Giving back is external. Giving in is internal. When we are giving in, we aren’t offering gratitude for what someone has done for us, but for being in this together. For showing up beside us. For carrying more than we know. For navigating this uncertain life with us.
The Vulnerability of Proximity
Giving in can feel harder. It’s harder because it’s closer. More vulnerable. There’s nowhere to hide when you’re giving in. But the truth is, the people right here—surrounding our dinner tables and sharing our uncertainties about what comes next—they need to hear that we see them too. They need to know we’re grateful not just for what they do but for who they are.
It’s noticing your partner is struggling and asking what’s wrong. It’s telling your daughter what you admire about who she’s becoming, not just what she’s accomplished. It’s being fully present when a friend needs to talk.
When you let yourself truly feel gratitude for the people you love and being in this together, that feeling doesn’t calculate or measure. It grows, it deepens, it changes you both.
This Thanksgiving, Try This Practice
So maybe the practice this Thanksgiving isn’t just counting blessings or expressing thanks.

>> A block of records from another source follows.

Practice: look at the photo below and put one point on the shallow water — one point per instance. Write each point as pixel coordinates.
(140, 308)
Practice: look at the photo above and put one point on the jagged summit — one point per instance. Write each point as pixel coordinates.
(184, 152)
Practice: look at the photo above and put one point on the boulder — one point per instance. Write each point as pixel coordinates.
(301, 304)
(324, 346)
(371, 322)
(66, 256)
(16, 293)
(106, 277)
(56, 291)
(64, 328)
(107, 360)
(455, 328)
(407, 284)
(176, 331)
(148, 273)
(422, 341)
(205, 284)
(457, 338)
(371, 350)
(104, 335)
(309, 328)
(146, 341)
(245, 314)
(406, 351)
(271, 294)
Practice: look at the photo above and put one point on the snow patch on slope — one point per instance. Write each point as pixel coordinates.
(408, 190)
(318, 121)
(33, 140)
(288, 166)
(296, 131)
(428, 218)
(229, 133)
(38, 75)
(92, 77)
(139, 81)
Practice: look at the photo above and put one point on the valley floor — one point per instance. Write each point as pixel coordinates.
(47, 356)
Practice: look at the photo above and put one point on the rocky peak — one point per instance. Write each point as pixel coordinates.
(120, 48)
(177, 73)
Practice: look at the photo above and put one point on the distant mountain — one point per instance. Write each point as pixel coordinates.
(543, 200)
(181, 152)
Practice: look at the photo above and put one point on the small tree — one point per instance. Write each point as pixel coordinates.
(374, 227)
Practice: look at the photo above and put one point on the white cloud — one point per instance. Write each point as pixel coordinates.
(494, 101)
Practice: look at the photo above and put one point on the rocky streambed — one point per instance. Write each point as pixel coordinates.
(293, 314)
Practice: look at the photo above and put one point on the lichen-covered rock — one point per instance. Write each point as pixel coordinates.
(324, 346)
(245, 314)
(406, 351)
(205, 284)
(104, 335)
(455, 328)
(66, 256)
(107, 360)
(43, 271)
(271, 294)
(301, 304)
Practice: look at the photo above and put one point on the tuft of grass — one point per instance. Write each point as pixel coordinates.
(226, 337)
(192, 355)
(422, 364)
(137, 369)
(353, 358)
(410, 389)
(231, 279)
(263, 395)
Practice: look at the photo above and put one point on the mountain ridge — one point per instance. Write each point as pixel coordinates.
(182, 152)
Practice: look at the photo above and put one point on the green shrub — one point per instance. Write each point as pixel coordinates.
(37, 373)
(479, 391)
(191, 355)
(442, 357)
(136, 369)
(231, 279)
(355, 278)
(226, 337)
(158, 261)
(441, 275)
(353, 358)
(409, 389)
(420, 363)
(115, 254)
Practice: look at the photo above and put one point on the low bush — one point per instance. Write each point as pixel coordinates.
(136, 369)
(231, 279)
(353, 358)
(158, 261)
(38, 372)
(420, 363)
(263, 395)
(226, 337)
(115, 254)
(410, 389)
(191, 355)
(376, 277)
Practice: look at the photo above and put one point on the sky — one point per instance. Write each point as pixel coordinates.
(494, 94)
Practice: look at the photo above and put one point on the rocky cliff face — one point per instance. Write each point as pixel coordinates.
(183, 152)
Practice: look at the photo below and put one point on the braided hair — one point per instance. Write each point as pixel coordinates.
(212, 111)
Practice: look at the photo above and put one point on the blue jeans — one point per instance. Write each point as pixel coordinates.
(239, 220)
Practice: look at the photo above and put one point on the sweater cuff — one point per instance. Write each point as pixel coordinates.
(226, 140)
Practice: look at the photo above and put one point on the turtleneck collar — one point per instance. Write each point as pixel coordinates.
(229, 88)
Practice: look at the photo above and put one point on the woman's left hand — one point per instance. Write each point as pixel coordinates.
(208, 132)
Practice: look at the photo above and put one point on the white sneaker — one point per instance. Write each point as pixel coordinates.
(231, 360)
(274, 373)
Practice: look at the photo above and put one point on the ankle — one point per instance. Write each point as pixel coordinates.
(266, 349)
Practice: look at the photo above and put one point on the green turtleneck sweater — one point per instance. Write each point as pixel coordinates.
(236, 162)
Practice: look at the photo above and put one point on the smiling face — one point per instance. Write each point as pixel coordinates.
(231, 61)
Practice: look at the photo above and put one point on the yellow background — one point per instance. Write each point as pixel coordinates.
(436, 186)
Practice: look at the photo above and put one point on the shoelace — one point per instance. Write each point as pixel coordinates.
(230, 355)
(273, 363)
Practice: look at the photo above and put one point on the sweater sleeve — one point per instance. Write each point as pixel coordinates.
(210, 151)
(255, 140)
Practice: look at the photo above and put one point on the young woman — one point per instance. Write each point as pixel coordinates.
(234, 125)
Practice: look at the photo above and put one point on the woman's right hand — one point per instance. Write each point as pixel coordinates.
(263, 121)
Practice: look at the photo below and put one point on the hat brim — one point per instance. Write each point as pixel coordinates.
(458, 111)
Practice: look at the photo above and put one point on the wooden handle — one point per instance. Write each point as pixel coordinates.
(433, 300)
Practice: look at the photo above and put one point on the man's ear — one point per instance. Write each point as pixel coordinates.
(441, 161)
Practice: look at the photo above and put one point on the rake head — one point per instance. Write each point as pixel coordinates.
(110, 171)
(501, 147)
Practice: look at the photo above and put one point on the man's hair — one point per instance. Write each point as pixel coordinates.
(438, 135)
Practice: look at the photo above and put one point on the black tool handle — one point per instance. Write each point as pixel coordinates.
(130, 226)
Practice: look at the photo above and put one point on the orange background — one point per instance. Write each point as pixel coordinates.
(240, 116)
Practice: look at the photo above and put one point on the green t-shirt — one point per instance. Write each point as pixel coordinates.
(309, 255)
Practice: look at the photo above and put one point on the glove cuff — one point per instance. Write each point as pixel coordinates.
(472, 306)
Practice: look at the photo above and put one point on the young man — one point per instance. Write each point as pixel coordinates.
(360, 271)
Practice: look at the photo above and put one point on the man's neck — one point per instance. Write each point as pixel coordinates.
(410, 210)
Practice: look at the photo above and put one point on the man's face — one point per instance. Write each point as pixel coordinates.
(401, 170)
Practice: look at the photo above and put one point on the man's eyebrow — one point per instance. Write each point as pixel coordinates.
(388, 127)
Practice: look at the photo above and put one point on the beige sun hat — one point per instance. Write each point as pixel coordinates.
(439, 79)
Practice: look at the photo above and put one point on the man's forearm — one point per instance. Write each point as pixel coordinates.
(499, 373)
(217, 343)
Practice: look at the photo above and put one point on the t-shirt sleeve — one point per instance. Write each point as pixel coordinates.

Maybe it’s this: Feel the gratitude for the people closest to you. The ones carrying more than you know. And let that feeling move you—to ask the question that matters, to make the time when there isn’t time, to notice when someone’s not okay and not look away.
On Thursday, when you’re gathered around the table, practice giving in. Not just to your immediate family but to everyone there—the in-laws, the difficult relatives, the ones you don’t always understand. See them. Thank them for who they are.
And then when you’re back in the rhythm of regular life, don’t let that practice end. That same proximity that makes gratitude vulnerable at your dinner table exists at your workplace too. Your colleagues are navigating their own uncertainties, carrying their own weight, and showing up beside you day after day.
Give in to the conversations you’re actually in, not the ones you wish you were having. Give in to the team member who needs to be heard. Give in to the truth that leadership isn’t just about strategy and results—it’s about seeing the people right here.
That’s giving in. And it might be the most meaningful gift you offer all season.